A sub-standard has emerged to support current GSM migrations to
3G: general packet radio service (GPRS). GPRS gives carriers transport
speeds starting at GSM’s 9.6 Kbps and increases the potential top speed to
171 Kbps and will be deployed by Cingular simultaneously with its GSM

The Top 4 3G players and their rollout dates:

  • No. 1: Verizon Wireless CDMA2000 1X (launched this
    week to select markets)
  • No. 2: Cingular Wireless (a joint venture of SBC Communications and BellSouth GSM, GPRS, EDGE (tentative 2004
  • No. 3: AT&T Wireless GPRS (launched last year in
    select markets)
  • No. 4: Sprint PCS CDMA2000 1X (mid-2002)

Verizon Wireless and AT&T Wireless have been making the most noise lately
in their 3G rollouts, and so far AT&T Wireless holds the edge when it comes
to 3G, though both have lots of room for improvement.

Verizon Wireless’ launch
this week
is largely a misnomer. Many claimed their CDMA launch was
actually a 2.5G deployment, a mix of digital voice and limited data
services (e-mail, specially-formatted Web pages). In that, both sides are
partly correct and one side is partly wrong.

“That’s not the case,” said John Johnson, a Verizon Wireless
spokesperson. “If you look at the 3G standard, the first level of the 3G
standard is 1XRTT that specifies the speed of up to 144KBps. Whoever’s
saying that is misinformed… there are three speed levels in the 3G standard
and we are meeting the requirements of the first of the three with our 1X

What Verizon officials didn’t mention was that while the service is
technically a service that can potentially deliver speeds up to 144 Kbps
using CDMA2000 1XRTT, it doesn’t.
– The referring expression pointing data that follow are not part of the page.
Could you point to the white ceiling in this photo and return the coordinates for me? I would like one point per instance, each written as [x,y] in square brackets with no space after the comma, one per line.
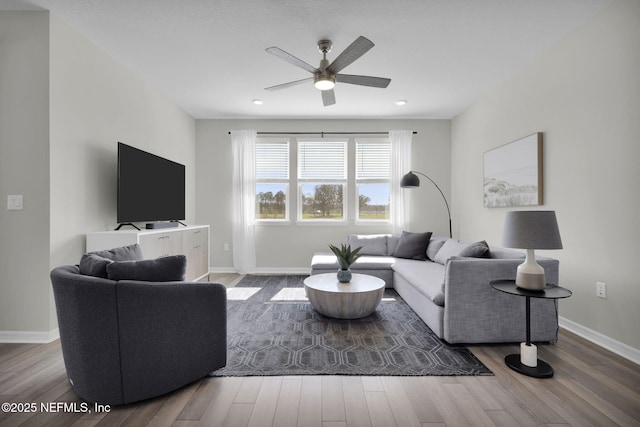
[208,55]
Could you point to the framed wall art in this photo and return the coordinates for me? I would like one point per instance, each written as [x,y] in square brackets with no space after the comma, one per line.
[513,173]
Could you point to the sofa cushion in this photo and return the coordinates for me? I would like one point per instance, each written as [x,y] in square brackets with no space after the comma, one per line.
[123,253]
[435,243]
[392,243]
[427,277]
[329,262]
[476,250]
[413,245]
[501,253]
[164,269]
[371,244]
[94,265]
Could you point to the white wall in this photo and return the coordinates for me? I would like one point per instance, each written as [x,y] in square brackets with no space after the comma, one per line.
[24,169]
[65,105]
[287,248]
[96,102]
[584,94]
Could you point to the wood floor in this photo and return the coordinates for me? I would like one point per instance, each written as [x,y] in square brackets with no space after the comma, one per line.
[591,387]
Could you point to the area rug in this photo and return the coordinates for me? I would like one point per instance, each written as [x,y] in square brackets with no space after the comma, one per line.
[272,329]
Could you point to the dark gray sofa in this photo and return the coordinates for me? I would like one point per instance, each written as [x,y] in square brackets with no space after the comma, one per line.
[125,341]
[452,293]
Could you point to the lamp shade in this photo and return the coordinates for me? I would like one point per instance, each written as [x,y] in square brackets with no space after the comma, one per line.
[531,230]
[410,180]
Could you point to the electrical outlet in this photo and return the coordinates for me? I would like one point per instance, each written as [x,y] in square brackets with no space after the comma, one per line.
[601,290]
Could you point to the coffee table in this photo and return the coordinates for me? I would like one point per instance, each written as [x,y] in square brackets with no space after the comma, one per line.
[353,300]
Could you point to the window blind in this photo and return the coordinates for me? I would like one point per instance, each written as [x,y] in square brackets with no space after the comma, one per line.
[272,160]
[325,160]
[373,160]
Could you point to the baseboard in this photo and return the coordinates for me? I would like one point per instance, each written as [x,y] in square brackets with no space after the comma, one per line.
[276,270]
[222,270]
[29,337]
[617,347]
[264,270]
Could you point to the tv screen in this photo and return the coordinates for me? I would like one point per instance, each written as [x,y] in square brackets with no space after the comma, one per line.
[150,188]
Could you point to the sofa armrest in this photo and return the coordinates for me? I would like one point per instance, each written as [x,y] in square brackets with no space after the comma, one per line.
[171,333]
[475,312]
In fact, you can’t even use a digital
phone for the service at the time being, since the only products able to
use the service are PCs and personal digital assistants (PDAs).
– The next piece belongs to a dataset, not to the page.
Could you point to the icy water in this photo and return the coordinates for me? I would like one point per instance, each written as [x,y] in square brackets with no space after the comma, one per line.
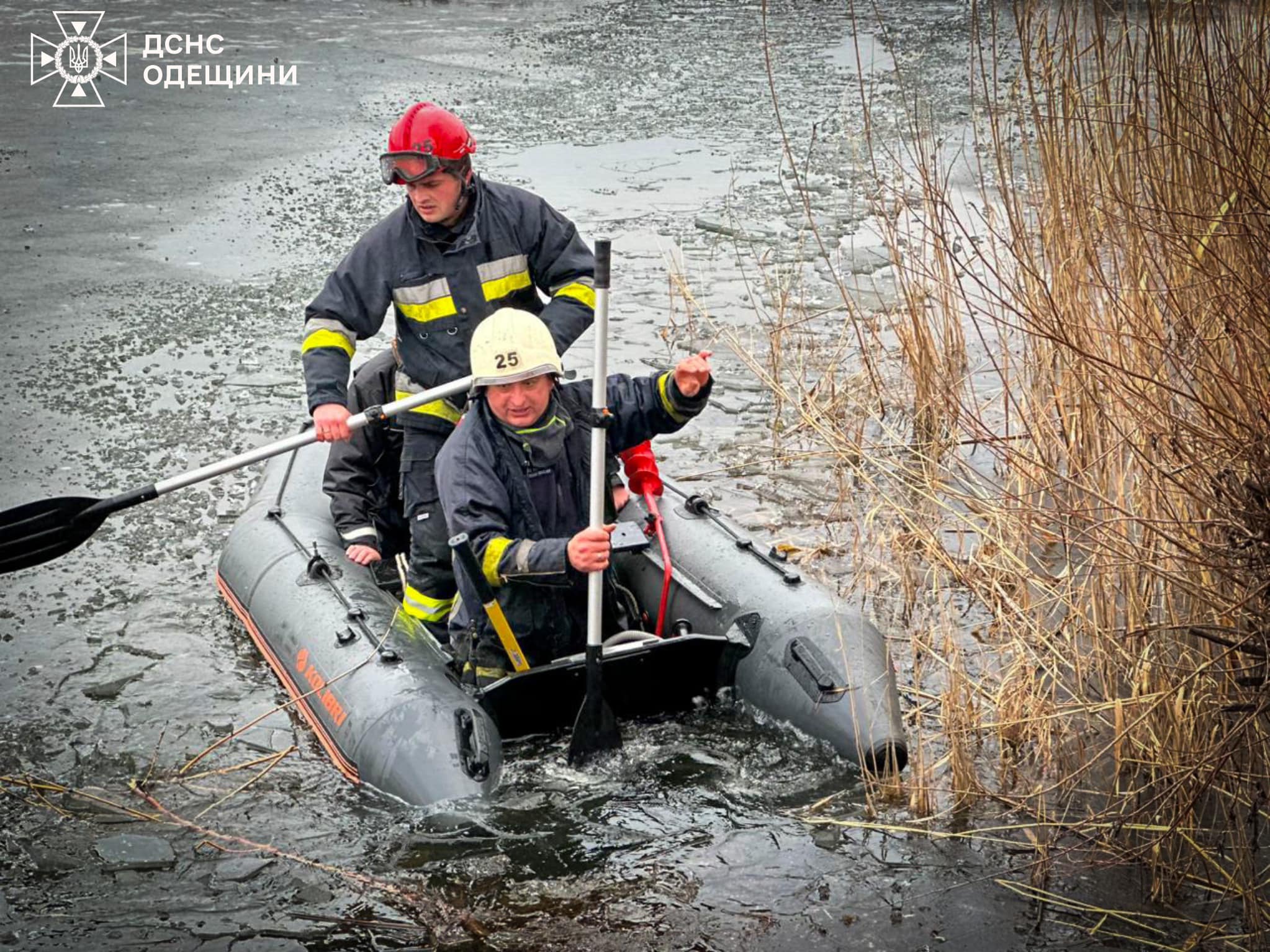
[156,257]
Shauna Smith, a wireless industry analyst with ARS Inc., said the Verizon
Wireless launch this week was a disappointment for the industry and users
looking to capitalize on 3G.

“(Verizon Wireless officials) say the maximum speeds that they provide are
144 Kbps, but actual speeds are 40 to 60 Kbps, which really qualifies it as a
2.5G technology, but it is not technically 3G yet,” she said. “What we’re
looking for in 3G is speeds around 2 Mbps, but we won’t see that kind of
speed until 2003 or 2004 before we starting touching (that speed).
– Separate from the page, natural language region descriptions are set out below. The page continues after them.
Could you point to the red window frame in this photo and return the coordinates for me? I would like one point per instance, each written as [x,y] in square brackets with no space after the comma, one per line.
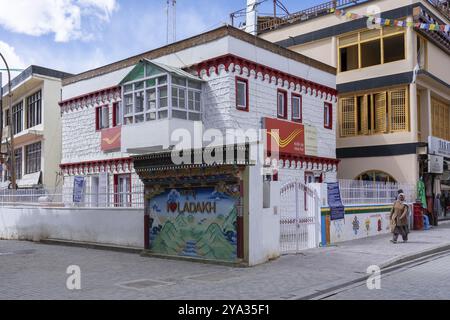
[284,93]
[97,116]
[115,105]
[240,108]
[328,111]
[116,189]
[300,119]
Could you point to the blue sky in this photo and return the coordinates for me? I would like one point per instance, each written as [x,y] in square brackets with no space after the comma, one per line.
[77,35]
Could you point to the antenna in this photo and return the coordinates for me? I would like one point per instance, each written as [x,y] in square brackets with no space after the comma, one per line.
[171,11]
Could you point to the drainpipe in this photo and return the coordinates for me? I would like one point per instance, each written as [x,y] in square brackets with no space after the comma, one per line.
[251,24]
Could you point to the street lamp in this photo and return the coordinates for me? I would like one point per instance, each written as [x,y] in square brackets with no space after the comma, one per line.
[11,124]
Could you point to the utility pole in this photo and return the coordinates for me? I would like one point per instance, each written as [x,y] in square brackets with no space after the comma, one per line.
[11,125]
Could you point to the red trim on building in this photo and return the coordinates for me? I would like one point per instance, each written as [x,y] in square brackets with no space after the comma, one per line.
[247,102]
[230,59]
[102,165]
[92,97]
[330,115]
[284,93]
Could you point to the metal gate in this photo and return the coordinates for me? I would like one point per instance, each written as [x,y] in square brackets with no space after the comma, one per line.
[299,218]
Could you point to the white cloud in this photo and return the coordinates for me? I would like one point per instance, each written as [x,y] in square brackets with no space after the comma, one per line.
[66,19]
[13,60]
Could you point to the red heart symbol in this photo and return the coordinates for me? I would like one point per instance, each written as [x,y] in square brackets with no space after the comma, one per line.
[173,206]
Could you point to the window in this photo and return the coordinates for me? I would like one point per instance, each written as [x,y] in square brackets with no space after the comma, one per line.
[33,158]
[375,176]
[282,104]
[117,114]
[328,116]
[242,94]
[102,117]
[374,113]
[18,163]
[122,190]
[17,113]
[440,115]
[34,110]
[371,47]
[296,104]
[155,96]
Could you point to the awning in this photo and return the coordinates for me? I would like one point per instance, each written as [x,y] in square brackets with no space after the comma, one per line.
[29,180]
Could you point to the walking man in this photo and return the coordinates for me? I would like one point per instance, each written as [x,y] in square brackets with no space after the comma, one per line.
[399,219]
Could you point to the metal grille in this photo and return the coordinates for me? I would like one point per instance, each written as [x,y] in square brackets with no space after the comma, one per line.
[299,218]
[440,115]
[398,110]
[380,112]
[348,117]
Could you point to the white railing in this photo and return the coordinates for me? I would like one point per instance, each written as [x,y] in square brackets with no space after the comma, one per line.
[355,192]
[129,198]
“Yeah, it’s the first CDMA2000 1XRTT launch, and it’s competing with the
GPRS launch that AT&T Wireless is using,” Smith continued, “but AT&T is
launching it to a wider audience and the fact that (users) can use a cell
phone is pretty significant and right now that’s what people are looking
for. User’s aren’t going to log on to this with their laptops right now at
these speeds.”

The pricing plans used by both companies to approach 3G billing come from
an entirely different perspective, one that users need to watch before
signing to a contract.

AT&T Wireless bills their users for the amount of data they download;
Verizon Wireless charges users an extra $30 a month, in addition to their
regular voice service. Both strategies are flawed, and time will only
prove the billing practices are the wrong way to look at charging customers.

Verizon users, even though they pay an extra $30 a month for their data
service, are still charged against their normal phone contract. So, for
example, when users download their e-mail or view Web pages they are losing
valuable minutes from their 3,500 minutes a month program.

Most Verizon Wireless contracts stipulate 250 “primetime” minutes a month,
minutes that get eaten up very quickly when downloading e-mails or waiting
for Web pages to download at 40 Kbps.

AT&T Wireless users, on the other hand, are charged by the data they
download. That’s better than Verizon, Smith said, since you can view Web
pages indefinitely once they’ve been downloaded. But it doesn’t take into
consideration spam and “push” technology (which sends users advertisements
or downloads updated news), which can just as easily eat up the account book.